Das Eisenbahnprojekt „Ferrogrão“, das die Boom-Region des Soja-Anbaus Mato Grosso mit den Überseeterminals der Häfen des Bundesstaats Pará verbindet, hat ein geschätztes Investitionsvolumen von 21,5 Mrd. Reais (umgerechnet rund vier Milliarden Euro) und eine Länge von 933 Kilometern. Das Ferrogrão-Bahnlinienprojekt ist seit Jahren eines der Lieblingsinfrastrukturprojekte von Brasília als auch der Soja-Farmer:innen in Mato Grosso. Für die derzeitige Boomregion beim Soja – dem zentralbrasilianischen Bundesstaat Mato Grosso – gibt es seit der Regierung von Dilma Rousseff Pläne für weitere Straßen-, Wasserstraßen- und Bahnbauprojekte.

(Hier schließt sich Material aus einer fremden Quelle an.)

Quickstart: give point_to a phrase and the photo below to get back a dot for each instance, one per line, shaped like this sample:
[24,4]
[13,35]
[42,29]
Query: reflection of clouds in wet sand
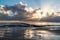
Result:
[42,35]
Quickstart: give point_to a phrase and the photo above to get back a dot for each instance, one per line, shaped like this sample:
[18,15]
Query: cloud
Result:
[19,11]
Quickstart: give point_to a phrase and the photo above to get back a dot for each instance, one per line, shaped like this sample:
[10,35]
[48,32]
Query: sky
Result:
[52,4]
[17,9]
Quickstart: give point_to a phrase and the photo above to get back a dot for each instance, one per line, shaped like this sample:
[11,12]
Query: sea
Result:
[32,33]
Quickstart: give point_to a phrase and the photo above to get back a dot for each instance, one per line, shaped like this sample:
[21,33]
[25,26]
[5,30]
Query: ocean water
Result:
[32,33]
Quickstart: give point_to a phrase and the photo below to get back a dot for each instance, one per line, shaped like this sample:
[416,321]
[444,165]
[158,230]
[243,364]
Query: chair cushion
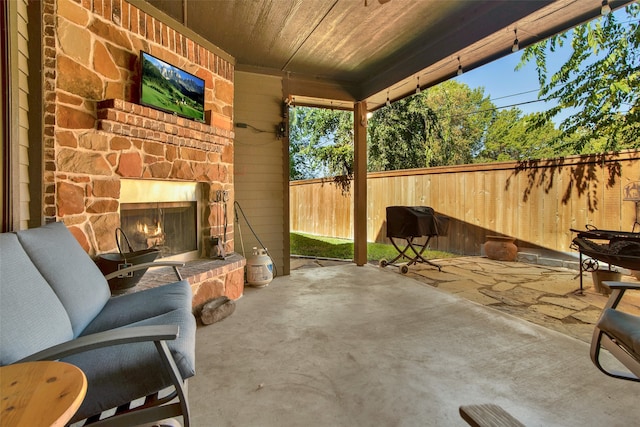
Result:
[69,270]
[32,317]
[119,374]
[130,308]
[623,326]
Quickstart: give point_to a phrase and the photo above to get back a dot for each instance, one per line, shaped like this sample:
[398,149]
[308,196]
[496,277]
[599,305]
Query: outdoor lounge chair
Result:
[619,333]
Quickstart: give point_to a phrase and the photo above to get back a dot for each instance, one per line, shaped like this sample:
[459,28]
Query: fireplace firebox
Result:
[163,215]
[170,227]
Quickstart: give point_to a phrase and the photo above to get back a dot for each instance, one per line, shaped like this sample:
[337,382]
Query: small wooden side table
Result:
[38,394]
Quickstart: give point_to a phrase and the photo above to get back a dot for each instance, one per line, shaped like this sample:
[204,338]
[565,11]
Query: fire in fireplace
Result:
[168,226]
[162,215]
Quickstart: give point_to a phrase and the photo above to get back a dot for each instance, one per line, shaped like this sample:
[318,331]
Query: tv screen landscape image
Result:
[170,89]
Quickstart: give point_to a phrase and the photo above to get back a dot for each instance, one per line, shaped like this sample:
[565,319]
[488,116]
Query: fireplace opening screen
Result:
[168,226]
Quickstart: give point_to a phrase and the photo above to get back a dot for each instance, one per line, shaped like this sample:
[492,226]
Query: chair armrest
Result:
[617,291]
[136,267]
[106,339]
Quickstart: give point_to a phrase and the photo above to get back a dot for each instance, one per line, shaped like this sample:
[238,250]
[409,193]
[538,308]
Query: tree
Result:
[443,125]
[510,136]
[321,143]
[601,78]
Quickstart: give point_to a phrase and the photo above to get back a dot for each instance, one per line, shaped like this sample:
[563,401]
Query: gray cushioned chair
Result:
[55,304]
[619,333]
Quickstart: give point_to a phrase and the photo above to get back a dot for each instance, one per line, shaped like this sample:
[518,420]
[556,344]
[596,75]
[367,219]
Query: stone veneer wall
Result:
[95,134]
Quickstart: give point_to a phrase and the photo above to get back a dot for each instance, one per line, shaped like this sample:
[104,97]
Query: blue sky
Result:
[507,87]
[503,84]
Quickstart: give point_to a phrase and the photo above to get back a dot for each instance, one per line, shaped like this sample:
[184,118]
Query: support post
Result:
[360,183]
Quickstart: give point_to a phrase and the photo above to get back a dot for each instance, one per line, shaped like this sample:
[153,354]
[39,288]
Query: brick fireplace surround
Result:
[95,134]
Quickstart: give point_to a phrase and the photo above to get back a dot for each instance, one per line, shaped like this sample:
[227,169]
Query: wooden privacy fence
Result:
[537,202]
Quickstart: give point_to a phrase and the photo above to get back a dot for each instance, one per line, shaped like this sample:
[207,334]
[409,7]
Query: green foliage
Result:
[321,143]
[443,125]
[510,136]
[601,79]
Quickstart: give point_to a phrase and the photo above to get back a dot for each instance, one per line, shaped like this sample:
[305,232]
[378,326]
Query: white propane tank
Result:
[259,268]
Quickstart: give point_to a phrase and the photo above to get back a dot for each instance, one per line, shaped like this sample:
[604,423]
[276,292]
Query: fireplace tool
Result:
[111,262]
[218,244]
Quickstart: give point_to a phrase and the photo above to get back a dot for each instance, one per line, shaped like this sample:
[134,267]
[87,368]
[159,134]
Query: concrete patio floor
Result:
[360,346]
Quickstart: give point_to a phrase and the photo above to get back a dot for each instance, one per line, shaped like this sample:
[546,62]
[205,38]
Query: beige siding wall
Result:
[23,112]
[18,109]
[261,167]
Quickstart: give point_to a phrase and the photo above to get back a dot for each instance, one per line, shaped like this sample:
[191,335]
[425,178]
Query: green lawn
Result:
[329,247]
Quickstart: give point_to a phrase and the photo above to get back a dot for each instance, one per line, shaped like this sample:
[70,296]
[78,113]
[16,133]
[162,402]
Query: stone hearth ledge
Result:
[209,278]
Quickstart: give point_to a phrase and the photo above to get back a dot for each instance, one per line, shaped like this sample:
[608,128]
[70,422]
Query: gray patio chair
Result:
[619,333]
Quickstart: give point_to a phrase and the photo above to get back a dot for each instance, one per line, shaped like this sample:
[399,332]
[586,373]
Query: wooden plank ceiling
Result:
[337,52]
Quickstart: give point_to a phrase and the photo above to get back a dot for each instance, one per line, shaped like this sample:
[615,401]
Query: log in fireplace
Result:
[168,226]
[162,215]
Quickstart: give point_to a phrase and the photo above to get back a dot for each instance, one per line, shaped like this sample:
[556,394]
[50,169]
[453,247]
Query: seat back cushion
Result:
[69,270]
[32,317]
[121,373]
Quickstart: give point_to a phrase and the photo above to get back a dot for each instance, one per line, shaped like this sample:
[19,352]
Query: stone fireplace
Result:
[162,215]
[98,140]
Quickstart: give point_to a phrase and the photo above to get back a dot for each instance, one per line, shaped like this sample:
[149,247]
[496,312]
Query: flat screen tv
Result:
[170,89]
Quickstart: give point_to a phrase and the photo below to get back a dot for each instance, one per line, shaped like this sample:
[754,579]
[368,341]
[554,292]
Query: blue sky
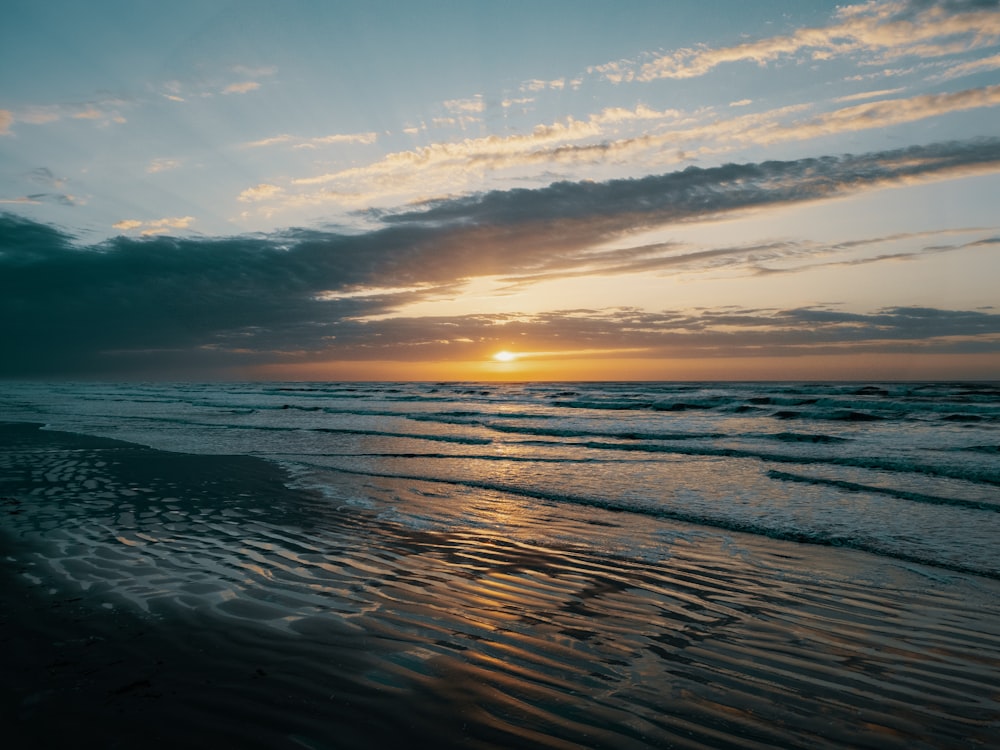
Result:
[632,189]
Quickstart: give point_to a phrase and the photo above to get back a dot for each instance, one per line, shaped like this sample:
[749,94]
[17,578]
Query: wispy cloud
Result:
[882,31]
[331,295]
[314,142]
[103,113]
[154,226]
[162,165]
[607,138]
[259,192]
[243,87]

In der Vergangenheit wurde (und wird noch heute) das Soja meist per LKW an die Verladeterminals der Häfen im Südosten des Landes, Santos und Paranaguá, geliefert. Als die Autobahn BR-163 auch gen Norden, Richtung Miritituba und Santarém, asphaltiert wurde, sparten sich die LKWs rund 1.000 Kilometer Strecke, im Durchschnitt eine Ersparnis von zwei Tagen. Als dritten LKW-Transportweg gibt es derzeit noch die Landesstraße MT-235, die gen Westen nach Porto Velho am Rio Madeira führt, wo das Soja bei den Terminals in Schiffe verladen wird, die die Ladung zu den Überseehäfen am Amazonas transportieren.

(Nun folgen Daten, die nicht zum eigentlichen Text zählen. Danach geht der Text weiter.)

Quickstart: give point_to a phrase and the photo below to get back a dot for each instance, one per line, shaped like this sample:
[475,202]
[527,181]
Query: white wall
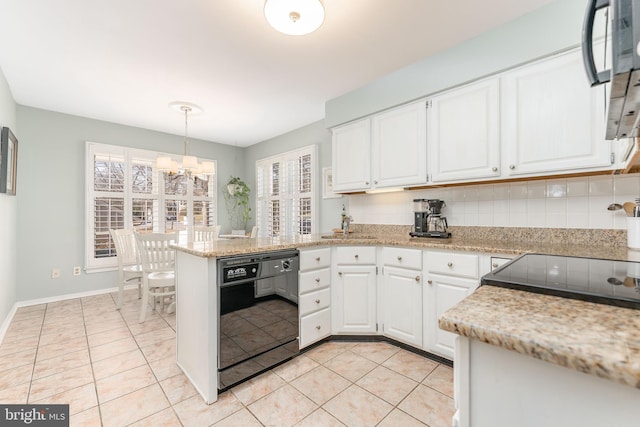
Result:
[557,203]
[8,210]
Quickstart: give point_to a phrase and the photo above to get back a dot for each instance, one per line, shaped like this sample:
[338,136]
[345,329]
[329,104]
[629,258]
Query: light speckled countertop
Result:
[593,338]
[596,339]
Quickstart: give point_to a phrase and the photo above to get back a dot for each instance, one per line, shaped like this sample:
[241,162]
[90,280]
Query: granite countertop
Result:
[220,248]
[596,339]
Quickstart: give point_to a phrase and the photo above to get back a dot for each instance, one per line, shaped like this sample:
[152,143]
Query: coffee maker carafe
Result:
[428,219]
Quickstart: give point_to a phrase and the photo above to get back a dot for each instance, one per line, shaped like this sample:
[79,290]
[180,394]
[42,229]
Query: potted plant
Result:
[237,201]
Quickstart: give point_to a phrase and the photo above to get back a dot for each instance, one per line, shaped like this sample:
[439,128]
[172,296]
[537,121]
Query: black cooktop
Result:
[596,280]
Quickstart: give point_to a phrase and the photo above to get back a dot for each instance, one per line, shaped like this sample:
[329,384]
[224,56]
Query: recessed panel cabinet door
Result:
[351,156]
[464,133]
[402,305]
[354,299]
[399,146]
[552,120]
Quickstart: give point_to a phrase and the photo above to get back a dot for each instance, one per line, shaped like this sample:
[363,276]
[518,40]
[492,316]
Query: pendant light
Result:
[294,17]
[190,165]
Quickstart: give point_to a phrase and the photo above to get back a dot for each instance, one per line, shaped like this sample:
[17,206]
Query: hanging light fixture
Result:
[294,17]
[190,164]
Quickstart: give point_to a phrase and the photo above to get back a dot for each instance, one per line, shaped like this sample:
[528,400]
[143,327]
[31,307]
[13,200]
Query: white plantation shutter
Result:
[286,193]
[125,191]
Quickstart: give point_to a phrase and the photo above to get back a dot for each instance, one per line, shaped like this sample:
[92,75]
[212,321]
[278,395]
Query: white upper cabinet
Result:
[399,146]
[552,121]
[351,156]
[464,133]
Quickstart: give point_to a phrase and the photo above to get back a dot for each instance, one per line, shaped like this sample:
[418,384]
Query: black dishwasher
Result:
[257,314]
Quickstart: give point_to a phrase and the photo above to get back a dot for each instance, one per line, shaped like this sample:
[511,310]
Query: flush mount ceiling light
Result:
[190,164]
[294,17]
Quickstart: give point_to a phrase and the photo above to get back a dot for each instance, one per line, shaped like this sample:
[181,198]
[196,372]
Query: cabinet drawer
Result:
[315,301]
[453,264]
[315,258]
[314,280]
[356,255]
[403,258]
[314,327]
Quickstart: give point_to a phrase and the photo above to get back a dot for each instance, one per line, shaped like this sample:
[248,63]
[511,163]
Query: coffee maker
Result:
[428,219]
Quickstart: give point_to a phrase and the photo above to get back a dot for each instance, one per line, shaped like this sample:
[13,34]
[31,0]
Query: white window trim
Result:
[93,264]
[262,195]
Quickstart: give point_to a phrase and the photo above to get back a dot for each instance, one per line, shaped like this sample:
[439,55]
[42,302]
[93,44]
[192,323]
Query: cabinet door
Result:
[399,146]
[351,157]
[464,133]
[354,299]
[402,305]
[442,293]
[552,120]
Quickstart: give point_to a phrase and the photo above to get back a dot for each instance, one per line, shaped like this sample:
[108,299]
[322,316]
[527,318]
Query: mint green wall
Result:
[553,28]
[315,133]
[8,212]
[51,199]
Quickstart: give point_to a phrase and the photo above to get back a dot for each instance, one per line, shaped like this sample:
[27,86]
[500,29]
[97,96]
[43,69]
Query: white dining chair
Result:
[129,268]
[158,269]
[206,233]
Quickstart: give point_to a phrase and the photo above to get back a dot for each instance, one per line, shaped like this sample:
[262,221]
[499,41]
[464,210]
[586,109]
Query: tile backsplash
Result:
[554,203]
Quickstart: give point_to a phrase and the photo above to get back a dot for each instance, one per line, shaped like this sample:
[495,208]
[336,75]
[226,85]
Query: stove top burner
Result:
[596,280]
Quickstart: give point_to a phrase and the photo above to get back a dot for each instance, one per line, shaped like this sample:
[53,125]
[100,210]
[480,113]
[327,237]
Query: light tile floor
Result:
[114,371]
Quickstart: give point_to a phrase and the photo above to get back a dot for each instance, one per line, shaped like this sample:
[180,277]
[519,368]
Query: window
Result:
[285,193]
[124,190]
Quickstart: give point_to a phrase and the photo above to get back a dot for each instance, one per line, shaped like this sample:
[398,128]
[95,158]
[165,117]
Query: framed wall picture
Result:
[327,184]
[8,161]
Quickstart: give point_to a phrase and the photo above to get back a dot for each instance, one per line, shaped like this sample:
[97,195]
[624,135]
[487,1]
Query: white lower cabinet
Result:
[449,278]
[354,293]
[402,305]
[314,289]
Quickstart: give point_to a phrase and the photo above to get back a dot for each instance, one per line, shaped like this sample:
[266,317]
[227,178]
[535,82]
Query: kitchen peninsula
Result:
[196,313]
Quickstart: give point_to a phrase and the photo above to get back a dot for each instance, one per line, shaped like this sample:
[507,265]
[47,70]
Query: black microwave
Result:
[623,37]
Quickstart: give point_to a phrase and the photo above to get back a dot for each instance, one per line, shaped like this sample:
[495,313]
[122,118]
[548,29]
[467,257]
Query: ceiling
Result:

Für die Soja-Farmer:innen sind die Logistikkosten die entscheidende Stellschraube zur verstärkten Eroberung des Weltmarkts für brasilianisches Soja. 2014 betrug der Logistikpreis je Tonne Soja auf der Strecke Mato Grosso – Paranaguá/Santos 150 US-Dollar pro Tonne, während bei vergleichbarer Transportstrecke der Vergleichswert für US-amerikanische Farmer:innen des Mittleren Westens bei einem Viertel dessen läge, so ein damaliger Bericht bei „Bloomberg“.

Doch diese Straßen erhöhen erwiesenermaßen den Druck auf die Waldflächen in Amazonien. Das Instituto Socioambiental (ISA) sprach bereits 2017 angesichts dieses Amazonien durchziehenden Straßennetzes von dem „zerhackten Amazonien“: Diese Bundes- und Landesstraßen stellen die größte Bedrohung für den Erhalt Amazoniens dar: 80 Prozent aller Rodungen in Amazonien erfolgen Erhebungen zufolge entlang eines 30 Kilometer breiten Streifens entlang der asphaltierten Straßen.

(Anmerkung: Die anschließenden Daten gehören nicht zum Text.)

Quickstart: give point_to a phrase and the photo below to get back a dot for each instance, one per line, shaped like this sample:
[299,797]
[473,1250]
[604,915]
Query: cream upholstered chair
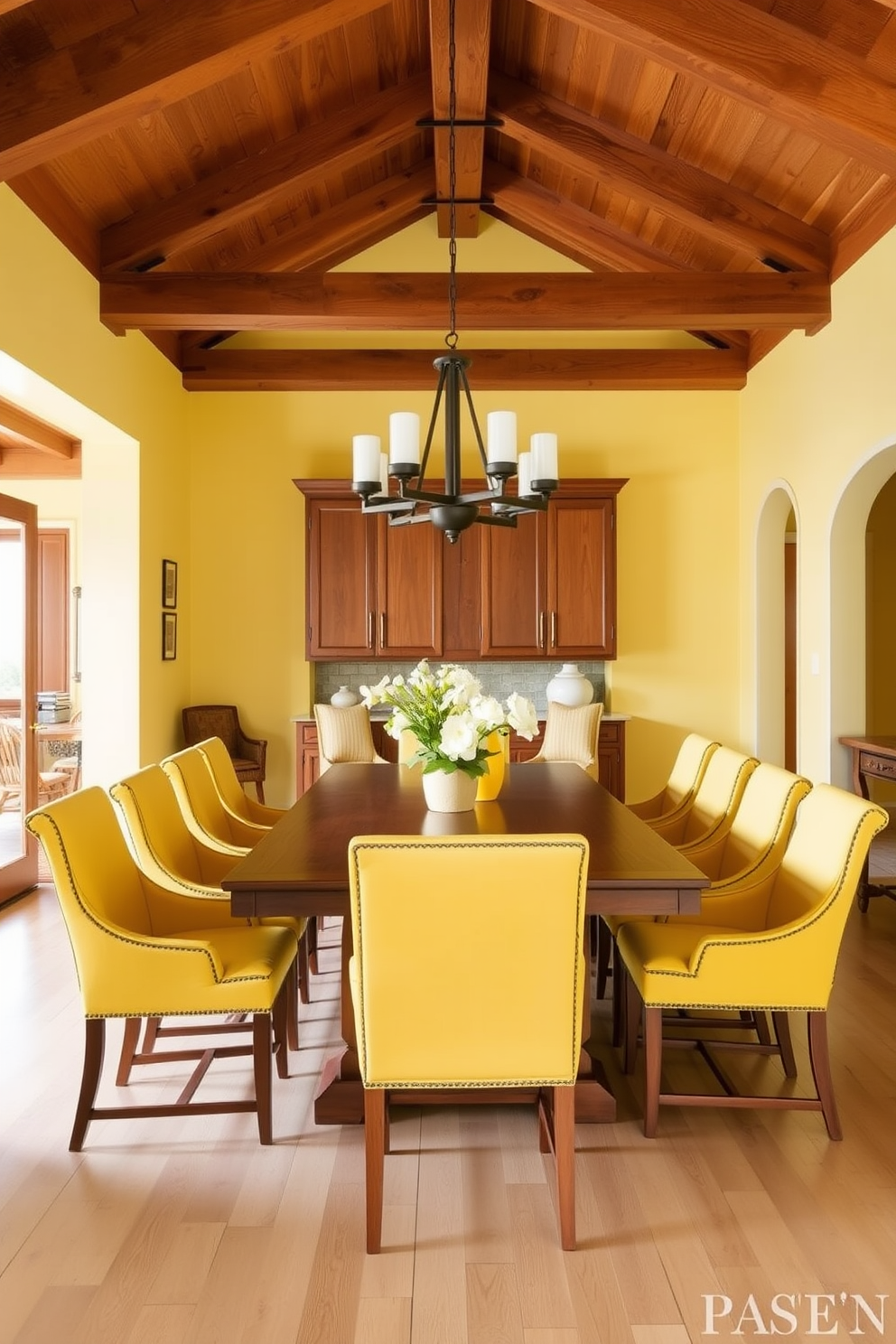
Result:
[750,850]
[230,790]
[344,735]
[170,854]
[415,901]
[686,776]
[571,734]
[222,721]
[145,950]
[206,816]
[771,945]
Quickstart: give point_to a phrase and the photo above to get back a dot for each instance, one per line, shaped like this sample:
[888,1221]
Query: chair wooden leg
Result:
[652,1068]
[94,1050]
[374,1164]
[128,1050]
[819,1060]
[782,1031]
[631,1019]
[261,1060]
[565,1156]
[602,957]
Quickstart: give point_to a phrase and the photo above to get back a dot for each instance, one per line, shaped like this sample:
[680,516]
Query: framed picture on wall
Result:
[168,636]
[170,583]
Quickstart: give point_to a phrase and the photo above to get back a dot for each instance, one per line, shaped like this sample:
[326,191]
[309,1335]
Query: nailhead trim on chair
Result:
[140,942]
[482,1082]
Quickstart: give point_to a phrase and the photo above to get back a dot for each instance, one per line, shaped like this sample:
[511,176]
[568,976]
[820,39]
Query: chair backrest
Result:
[344,734]
[201,804]
[211,721]
[159,835]
[450,937]
[98,884]
[717,796]
[571,734]
[10,756]
[822,864]
[762,824]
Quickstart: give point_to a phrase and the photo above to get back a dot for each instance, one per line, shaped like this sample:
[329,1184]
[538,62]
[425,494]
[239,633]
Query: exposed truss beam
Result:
[493,369]
[777,68]
[485,302]
[667,184]
[473,30]
[137,66]
[217,201]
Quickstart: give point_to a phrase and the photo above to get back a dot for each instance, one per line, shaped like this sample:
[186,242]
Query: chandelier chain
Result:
[452,339]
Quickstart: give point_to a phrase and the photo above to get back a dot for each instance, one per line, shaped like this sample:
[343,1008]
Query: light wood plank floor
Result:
[187,1231]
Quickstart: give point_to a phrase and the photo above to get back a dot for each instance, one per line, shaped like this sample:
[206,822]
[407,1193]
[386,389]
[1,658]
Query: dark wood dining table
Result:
[301,868]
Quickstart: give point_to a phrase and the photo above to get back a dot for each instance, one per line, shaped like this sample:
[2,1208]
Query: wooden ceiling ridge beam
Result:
[499,302]
[24,430]
[492,369]
[473,35]
[135,68]
[786,73]
[294,164]
[675,189]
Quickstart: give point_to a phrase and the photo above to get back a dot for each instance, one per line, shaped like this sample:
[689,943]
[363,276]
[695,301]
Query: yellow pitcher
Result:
[490,784]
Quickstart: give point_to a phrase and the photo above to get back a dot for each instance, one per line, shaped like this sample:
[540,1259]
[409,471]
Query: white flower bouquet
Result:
[449,715]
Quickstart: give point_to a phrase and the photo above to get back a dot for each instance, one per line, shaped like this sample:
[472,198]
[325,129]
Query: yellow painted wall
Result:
[818,415]
[49,322]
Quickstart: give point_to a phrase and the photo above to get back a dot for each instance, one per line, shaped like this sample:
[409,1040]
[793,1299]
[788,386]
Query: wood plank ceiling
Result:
[714,164]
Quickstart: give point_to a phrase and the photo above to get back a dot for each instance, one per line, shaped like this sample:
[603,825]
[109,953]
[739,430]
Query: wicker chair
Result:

Gebetsmühlenartig beklagen Mato Grossos Farmer:innen die Kosten der mehrtägigen LKW-Fahrten auf der BR-163 gen Südosten sowie die Wartezeiten zur Entladung an den oft ausgebuchten Atlantikhäfen von Santos und Paranaguá, was teils mehrere Wochen Stillstand bei LKW und Fahrer:in verursache. Die BR-163 gen Norden nach Miritituba sei auch immer viel befahren, die derzeitigen Entlade- und Beladekapazitäten nahezu ausgeschöpft, was alles zu Verzögerungen führe, und der Weg nach Westen über die MT-235 sei auch ein geographischer Umweg, wenn das Soja von dort auf Kähnen Richtung Nordosten am Amazonas verbracht werde. Nach Vorstellungen von Politik und Soja-Farmer:innen sollen es Wasserstraßen und eben Bahntrassen richten.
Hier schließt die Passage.